Shogun Assassin

The intention now is to present it as a film worth serious consideration …

It’s a bloody, uncompromising funfair of bloodletting and dismemberment, and statements to this effect have previously been worn like badges of honour. With Eureka Entertainment’s Blu-Ray release, however, it seems there’s been a change in tack. Gone are the trumpetings of massive body counts and assurances of uncensored butchery, so too the gleeful exclamation of Ogami’s tendency to ‘whip out his sword and relieve his victims of their heads’. Most likely it’s a reflection of the film’s relative tameness in the context of what’s available today, for while the violence remains undoubtedly gratuitous (limbs fly and heads roll; men are reduced to stumps), with films such as Saw (2004) and Hostel (2005) employing a level of gore and carnage so graphic and outlandish they’ve given rise to the term ‘torture porn’, it’s no longer the horror show it once was.

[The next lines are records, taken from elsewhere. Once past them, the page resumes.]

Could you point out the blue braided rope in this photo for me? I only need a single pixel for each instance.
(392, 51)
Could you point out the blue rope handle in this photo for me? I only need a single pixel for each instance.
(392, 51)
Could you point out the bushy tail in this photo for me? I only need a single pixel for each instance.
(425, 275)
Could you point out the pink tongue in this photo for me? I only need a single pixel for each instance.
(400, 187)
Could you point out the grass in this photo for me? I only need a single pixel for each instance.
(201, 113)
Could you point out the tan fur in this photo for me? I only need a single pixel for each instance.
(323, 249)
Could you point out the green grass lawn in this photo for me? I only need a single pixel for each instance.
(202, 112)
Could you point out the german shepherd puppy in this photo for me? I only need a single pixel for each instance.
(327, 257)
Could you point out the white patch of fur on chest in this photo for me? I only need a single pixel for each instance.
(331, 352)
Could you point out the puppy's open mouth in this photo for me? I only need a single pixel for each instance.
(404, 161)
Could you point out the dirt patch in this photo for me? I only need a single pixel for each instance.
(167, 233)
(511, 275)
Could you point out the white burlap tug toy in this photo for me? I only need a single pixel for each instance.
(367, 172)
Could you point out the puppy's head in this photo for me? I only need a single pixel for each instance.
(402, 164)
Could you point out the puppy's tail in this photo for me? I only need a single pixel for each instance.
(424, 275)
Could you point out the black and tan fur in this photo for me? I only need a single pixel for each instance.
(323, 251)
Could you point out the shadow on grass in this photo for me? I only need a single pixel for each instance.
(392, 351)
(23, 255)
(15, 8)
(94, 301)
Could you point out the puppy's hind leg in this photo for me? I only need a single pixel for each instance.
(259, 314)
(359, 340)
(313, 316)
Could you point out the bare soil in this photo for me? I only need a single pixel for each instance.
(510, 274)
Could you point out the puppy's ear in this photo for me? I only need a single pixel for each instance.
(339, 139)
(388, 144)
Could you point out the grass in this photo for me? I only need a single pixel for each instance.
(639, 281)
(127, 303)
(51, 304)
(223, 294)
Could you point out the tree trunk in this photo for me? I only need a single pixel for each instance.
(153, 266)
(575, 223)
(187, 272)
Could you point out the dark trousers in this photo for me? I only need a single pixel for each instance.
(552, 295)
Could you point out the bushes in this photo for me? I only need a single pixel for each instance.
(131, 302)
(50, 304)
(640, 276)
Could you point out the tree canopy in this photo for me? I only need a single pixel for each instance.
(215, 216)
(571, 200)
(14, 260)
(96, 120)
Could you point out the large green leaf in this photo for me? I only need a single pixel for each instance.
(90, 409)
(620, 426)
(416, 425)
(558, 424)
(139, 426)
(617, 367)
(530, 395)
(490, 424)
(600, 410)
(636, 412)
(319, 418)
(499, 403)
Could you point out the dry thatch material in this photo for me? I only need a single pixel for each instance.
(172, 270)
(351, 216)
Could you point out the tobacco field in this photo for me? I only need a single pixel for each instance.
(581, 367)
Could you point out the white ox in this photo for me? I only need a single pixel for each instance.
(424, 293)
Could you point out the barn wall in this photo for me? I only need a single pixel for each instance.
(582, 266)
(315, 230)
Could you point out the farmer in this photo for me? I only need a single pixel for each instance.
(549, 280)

But perhaps there’s another reason. Perhaps it’s rather that the intention now is to present it as a film worth serious consideration, one that’s outgrown adolescent obsessions with graphic violence.

And why not? As one of the original video nasties, Shogun Assassin has proved itself far more enduring than some of its peers. Titles like I Spit On Your Grave (1978) and Cannibal Holocaust (1980) may be well known to the masses, but Shogun Assassin, like The Texas Chainsaw Massacre (1974) and The Evil Dead (1981), is a film that’s forced its way into the mainstream. Among its legion of fans it counts Quentin Tarantino and East-coast Hip-Hop conglomerate The Wu Tan Clan, both of whom have directly referenced the film in their work. In the case of Tarantino it came in the form of Kill Bill Vol. 2 (2004), in which the child of Bill and The Bride watches it at bedtime, as if a grotesque fairytale; and that’s without mentioning the clear influence it had on the hyper-violence of both KB instalments. Before that came the 1995 GZA album ‘Liquid Swords’, throughout which Wu Tan producer, RZA (who, incidentally, scored the Kill Bill films), places numerous excerpts of the infant’s narration, as well as sampling portions of Lindsay and Lewis’ score.

In both cases we find Shogun Assassin to have meant more to its appropriators than might be credited to your average video nasty. The action and violence can’t be ignored, for the choreography provides some wonderfully blunt and brutal set pieces, but clearly they took more from it than the mere thrill of watching cranium-splitting Katanas (though what a thrill it is). The question is: what?